What do men under 65 who have dropped out of the workforce do? 5+ hours a day in front of a video screen.

Facebook's "Supreme Court" (The New Yorker)

Those European glass beads found in Alaska are old, but probably 17th century and not pre-Columbus as the discoverers claimed. But still cool that Venetian beads made it to Alaska in the 1600s.

Interesting piece about Kaliningrad, a Russian enclave cut off from the rest of the country, that focuses on the never-finished brutalist disaster known as the House of Soviets. Some locals have come to love the ugly thing. (NY Times)

Is there a Planet Nine? Or could it be a small black hole?

When she was 15, Keira Bell decided she hated her body and wanted to become a man. She went to a clinic called the Tavistock Center, which gave her puberty blockers and male hormones; she also had a double mastectomy. At 23, she decided the whole thing was a mistake and sued the Tavistock Center for "not questioning" her 15-year-old self. Last month, she won her suit, with who knows what long-term consequences. She now says, "There was nothing wrong with my body, I just needed somebody to tell me I was fine the way I was."


G. Verloren said...

She now says, "There was nothing wrong with my body, I just needed somebody to tell me I was fine the way I was."

Dysmorphia is a horrible thing for people to experience, and I'm wholly unqualified to have an opinion about it any direction at all, but what baffles me is the unevenness with the way we approach dealing with different kinds of dysmorphia.

There are people out there who have rare "body integrity dysphoria", a form of dysmorphia related to their limbs - their body feels wrong to them in the sense that feel they have too many limbs, and so they seek to get limbs amputated, and when doctors refuse to do so, they sometimes resort to self amputation or inflicting wounds and allowing them to develop gangrene in order to necessitate an amputation.

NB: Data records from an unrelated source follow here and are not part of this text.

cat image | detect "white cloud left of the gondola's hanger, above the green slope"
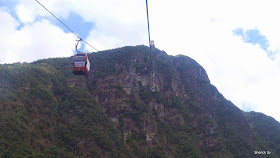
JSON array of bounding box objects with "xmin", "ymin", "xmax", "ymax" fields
[{"xmin": 0, "ymin": 11, "xmax": 75, "ymax": 63}]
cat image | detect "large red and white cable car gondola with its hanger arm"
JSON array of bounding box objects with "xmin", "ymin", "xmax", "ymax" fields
[{"xmin": 73, "ymin": 39, "xmax": 90, "ymax": 75}]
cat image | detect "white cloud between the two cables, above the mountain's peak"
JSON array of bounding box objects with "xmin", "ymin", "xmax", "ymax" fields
[{"xmin": 12, "ymin": 0, "xmax": 148, "ymax": 51}]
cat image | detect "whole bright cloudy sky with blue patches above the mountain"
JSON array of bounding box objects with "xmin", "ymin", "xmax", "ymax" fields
[{"xmin": 0, "ymin": 0, "xmax": 280, "ymax": 121}]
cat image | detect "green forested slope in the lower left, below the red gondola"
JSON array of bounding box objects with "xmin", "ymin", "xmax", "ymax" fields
[{"xmin": 0, "ymin": 59, "xmax": 132, "ymax": 157}]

As far as I can tell, most everyone agrees that there's nothing actually wrong with the person's body, and that their issues are wholly mental, and that the appropriate response is mental therapy to help the person change how they feel about their own body. Our response to that kind of dysmorphia is to say, "Well, instead of changing your body to suit your expectations, let work on changing your expectations, because they're unrealistic and unhealthy and there's nothing wrong with your body.

And yet when it comes to sexual / gender dysmorphia (there's unfortunately conflation between the two, which complicates things), the approach is the complete opposite. We agree with the individual that there is something wrong with their body, and instead of working to have them adjust their expectations, we instead perform intensive surgery and hormone adjustments to make their body match their mental expectations.

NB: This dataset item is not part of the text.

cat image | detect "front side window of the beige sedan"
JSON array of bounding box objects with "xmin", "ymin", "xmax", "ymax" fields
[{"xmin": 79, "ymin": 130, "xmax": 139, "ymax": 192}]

What is the distinction at play here? Why do we have totally different responses for what are arguably simply two kinds of the exact same underlying problems? No judgement, just confusion, and a suspicion that part of the problem is cultural in the form of our messy gender norms more than it is biological or psychological. We have a clear double standard, and we seemingly haven't really examined why.

John said...

I think I can give an answer to that question: because changing gender has a very long history in many cultures, and because changing gender is a kind of liberation that many people seek.

pootrsox said...

I do not know how successful therapy is for those who have body integrity dysphoria. But gender disphoria/dismorphia has yet to be successfully treated with psychological therapy.

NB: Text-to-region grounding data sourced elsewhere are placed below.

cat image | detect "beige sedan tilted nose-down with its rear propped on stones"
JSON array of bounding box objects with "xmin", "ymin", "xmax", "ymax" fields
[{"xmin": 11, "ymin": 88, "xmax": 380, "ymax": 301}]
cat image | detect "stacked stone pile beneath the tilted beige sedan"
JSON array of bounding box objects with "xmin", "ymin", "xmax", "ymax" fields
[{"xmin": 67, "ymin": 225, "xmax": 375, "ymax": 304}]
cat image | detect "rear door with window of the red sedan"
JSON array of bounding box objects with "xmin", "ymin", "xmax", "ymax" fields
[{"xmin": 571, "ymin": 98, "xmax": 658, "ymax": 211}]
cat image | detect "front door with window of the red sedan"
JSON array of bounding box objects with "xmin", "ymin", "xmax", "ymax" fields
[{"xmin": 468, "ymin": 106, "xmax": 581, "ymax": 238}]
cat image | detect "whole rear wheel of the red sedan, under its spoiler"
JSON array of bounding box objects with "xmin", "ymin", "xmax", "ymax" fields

The fault in this particular case lies in the poor evaluation of the young person's actual degree of disphoria -- its depth and genuineness.

I have known several transgender women (no men, simply by happenstance). Each of them has said the same thing: she has always known she was female. Note that it's being female that makes the masculine body wrong; it's not simply that the masculine body is "wrong" in some way (like the limbs in body integrity dysphoria).